1. Living with the Wrong People
Don’t just assume you will enjoy living with someone if they are your friend. You need to consider cleanliness, sleeping schedule and noise levels. Finding someone who is on your wavelength will make your living experience much easier and stress free.
Also, make sure you aren’t those freshers who secure a house together within the first month. These guys almost always end up finding better friends during the year and spend their second year wishing for different housemates. Additionally, most student accommodation contracts are for a fixed period of time. It is unlikely that there will be a ‘get out’ clause in your tenancy agreement, so you need to be 100% sure it is the place you want to live in and the people you want to live with.
2. Leaving House Hunting until the Last Minute
So, I’ve just told you not to rush into a house with the wrong people but now I’m telling you to get a head start on house hunting? Bear with me…
You must find the right balance between finding your best housemates and not being left with the worst properties on the market. After all, it’s only logical that the best properties will be snapped up first. However, you should note that not all estate agencies release houses onto the market at the same time. However, rest assured, you do not have to find your house in the first term (I know I didn’t and that worked out fine) and often in the second term more houses become available.
3. Not Reading the Tenancy Agreement
Unfortunately, if you agree not to use blue tack on the walls, you cannot use blue tack on the walls. Not all tenancy agreement will have clauses like this but make sure you give the agreement a proper read and look out for any peculiar rules and regulations.
You must also check the furniture that is included in the inventory list. You don’t want to turn up in September and realise those lovely leather sofas have vanished. As a student you will need the property to be fully furnished so this is a crucial step.
Be aware the agreement you’re signing is most likely a joint tenancy agreement. This means you are all responsible for each other’s debts and damages. If one of the tenants moves out without giving the notice or paying rent then the remaining tenants are liable to pay that tenant’s share. Therefore, it is even more vital to be living with people you can trust and rely on.
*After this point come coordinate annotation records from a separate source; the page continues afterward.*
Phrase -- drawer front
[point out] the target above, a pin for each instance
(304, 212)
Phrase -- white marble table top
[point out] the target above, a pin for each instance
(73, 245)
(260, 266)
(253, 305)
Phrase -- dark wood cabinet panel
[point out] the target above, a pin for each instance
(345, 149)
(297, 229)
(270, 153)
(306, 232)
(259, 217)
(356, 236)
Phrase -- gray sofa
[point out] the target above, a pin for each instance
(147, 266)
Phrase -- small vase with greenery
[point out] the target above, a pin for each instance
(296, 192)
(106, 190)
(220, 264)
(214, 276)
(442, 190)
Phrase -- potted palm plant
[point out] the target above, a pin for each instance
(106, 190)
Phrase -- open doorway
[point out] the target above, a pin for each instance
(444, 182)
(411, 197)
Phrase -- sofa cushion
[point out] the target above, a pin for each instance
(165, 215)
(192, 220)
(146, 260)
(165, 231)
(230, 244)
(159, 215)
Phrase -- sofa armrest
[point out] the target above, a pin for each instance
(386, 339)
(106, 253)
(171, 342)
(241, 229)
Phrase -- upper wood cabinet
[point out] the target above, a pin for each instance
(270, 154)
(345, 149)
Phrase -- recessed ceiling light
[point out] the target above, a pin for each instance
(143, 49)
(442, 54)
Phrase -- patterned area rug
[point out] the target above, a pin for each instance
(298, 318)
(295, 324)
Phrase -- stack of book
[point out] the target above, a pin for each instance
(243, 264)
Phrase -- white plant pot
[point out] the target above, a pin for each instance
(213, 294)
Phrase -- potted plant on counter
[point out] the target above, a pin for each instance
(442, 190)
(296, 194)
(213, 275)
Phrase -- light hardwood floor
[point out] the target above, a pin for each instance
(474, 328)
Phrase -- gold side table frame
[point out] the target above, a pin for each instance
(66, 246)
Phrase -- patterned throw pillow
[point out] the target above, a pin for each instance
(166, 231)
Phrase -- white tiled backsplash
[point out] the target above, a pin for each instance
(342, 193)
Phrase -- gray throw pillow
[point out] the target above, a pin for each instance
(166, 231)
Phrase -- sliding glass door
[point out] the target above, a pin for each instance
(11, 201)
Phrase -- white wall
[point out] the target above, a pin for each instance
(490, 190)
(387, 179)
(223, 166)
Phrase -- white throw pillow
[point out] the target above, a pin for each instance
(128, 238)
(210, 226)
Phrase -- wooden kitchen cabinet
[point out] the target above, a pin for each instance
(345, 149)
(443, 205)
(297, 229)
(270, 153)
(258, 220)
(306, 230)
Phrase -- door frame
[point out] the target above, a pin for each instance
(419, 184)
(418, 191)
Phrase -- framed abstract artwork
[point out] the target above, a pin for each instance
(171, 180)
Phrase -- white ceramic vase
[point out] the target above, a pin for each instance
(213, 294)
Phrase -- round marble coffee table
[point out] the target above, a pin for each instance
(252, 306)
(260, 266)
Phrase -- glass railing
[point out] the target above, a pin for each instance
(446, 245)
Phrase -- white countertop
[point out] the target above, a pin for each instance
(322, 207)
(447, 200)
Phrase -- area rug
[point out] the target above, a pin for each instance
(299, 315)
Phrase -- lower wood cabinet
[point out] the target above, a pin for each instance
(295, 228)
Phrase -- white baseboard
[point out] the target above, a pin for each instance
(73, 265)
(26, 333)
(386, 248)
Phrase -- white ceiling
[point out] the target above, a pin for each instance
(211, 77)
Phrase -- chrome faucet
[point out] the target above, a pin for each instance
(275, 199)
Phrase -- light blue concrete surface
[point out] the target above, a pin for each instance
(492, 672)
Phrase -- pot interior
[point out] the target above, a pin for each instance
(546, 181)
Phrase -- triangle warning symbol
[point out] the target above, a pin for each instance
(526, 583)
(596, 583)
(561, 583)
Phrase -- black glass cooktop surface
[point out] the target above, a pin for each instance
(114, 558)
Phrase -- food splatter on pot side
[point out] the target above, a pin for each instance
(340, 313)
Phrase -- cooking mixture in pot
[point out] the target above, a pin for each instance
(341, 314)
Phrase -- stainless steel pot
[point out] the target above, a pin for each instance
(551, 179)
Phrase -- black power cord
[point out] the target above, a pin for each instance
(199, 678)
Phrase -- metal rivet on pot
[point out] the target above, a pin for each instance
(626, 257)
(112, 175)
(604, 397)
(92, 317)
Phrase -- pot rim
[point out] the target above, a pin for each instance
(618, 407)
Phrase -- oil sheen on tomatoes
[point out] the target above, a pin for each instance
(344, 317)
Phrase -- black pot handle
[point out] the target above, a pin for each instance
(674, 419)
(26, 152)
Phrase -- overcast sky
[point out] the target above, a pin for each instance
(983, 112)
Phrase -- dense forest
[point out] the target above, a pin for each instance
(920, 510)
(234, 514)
4. Not Asking Enough Questions to Previous Tenants
The previous tenants are undoubtedly the best people to ask about anything house related. After all, they’ve actually lived there. On Student Angle we make it really easy for you to get in contact with a previous tenant; just leave a comment on the house review and fingers crossed the tenant will get back to you shortly!
You can also find a wealth of information from these house reviews that will help you make an informed housing decision. There you can find anything from particular property issues flagged up by previous tenants and even ratings for travel links and storage spaces!
5. Living too far from Campus
It can be incredibly tempting to bag a bargain house far from campus. However, this comes with many challenges. The long commute can discourage you from going to university and you will find it harder to find time for on-campus student events. This can leave you feeling left out and could have a really negative impact on your university experience.